Though it could use a few more knobs and buttons. Say, for tuning the radio, or getting the infotainment display back to its homepage. Or for controlling the seat and steering wheel heaters. Why do designers insist on putting seat-heater functions at the bottom of a futzy touchscreen menu when they know we’ll be wearing gloves every time we try to activate them?
Speaking of seats, I would have loved the felty bentwood Eames-meets-Saarinen-like pods SangYup showed on the concept car. At least Hyundai was nice enough to include leg extenders and footrests in the vegan-leather driver’s seat, for those of us who like to nap while waiting at a charging station. The car can handle high-speed charging up to 350 kW, which, theoretically, will bring the battery from 10% to 80% charge in just 18 minutes — but good luck finding a functioning fast-charger in most parts of the U.S. right now. At least the Ioniq’s flat floor and plentiful storage meant plenty of room for my laptop and backpack, so I could write this story from the driver’s seat while charging up (how meta). A sizable dog could run around inside this car without ever bumping into a person.
I tested the top-of-the-line Ioniq5 Limited AWD. Motors at each axle put forth a total of 320 hp and 446 lb-ft of torque, enough to hustle the nearly 2.5-ton compact from 0-60 in a smidge over 5 seconds — not warp speed, but plenty quick for me. Its 256 miles of range should get me upstate and back in one charge (single-motor RWD versions get a claimed 303 miles of range). The finned 20-inch turbine wheels, in particular, really compliment the body’s Wüsthof-sharp creases. And the tires, wider and stickier than those on most “small” EVs, give the 5 a sporting edge, with smooth, neutral handling that is, well, very VW-esque.
The Ioniq5 that I drove cost an astounding $55,000 before tax incentives, which, between federal, state, and local, can add up to a five-figure discount. And while all of the advanced driver assistance features it had were nice, I’d forego most of them — blind spot monitoring, remote parking (which doesn’t work in NYC, where parking is the most painful), and even the aforementioned Relaxation Function driver’s seat — and save around $7,000 by downgrading to a SE or SEL Long-Range AWD. After federal rebate alone, this gets me down to a car that costs around $40,000. That’s much closer to my blood type.

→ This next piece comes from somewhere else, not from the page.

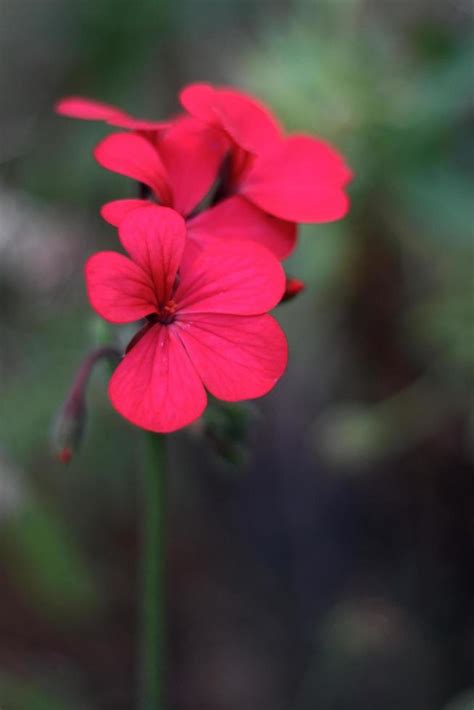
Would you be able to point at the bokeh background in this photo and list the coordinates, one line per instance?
(323, 560)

A friend in the industry pointed out that the Ioniq5 might be one of those cars that garners love from automotive journalists, but lacks broad popular appeal — kind of like my compact, manual, all-wheel-drive, canceled-due-to-slow-sales station wagon. I told him I don’t give a shit if it’s a mainstream hit. “Let’s cheer on the outliers,” I told him, “the cars that move the whole industry forward.”
I’m not dumb enough to buy any car in the current supply chain-choked, markup-dominated sales environment. But this Hyundai is a hit for me, and it’ll be at the top of my list when I finally make my first EV purchase.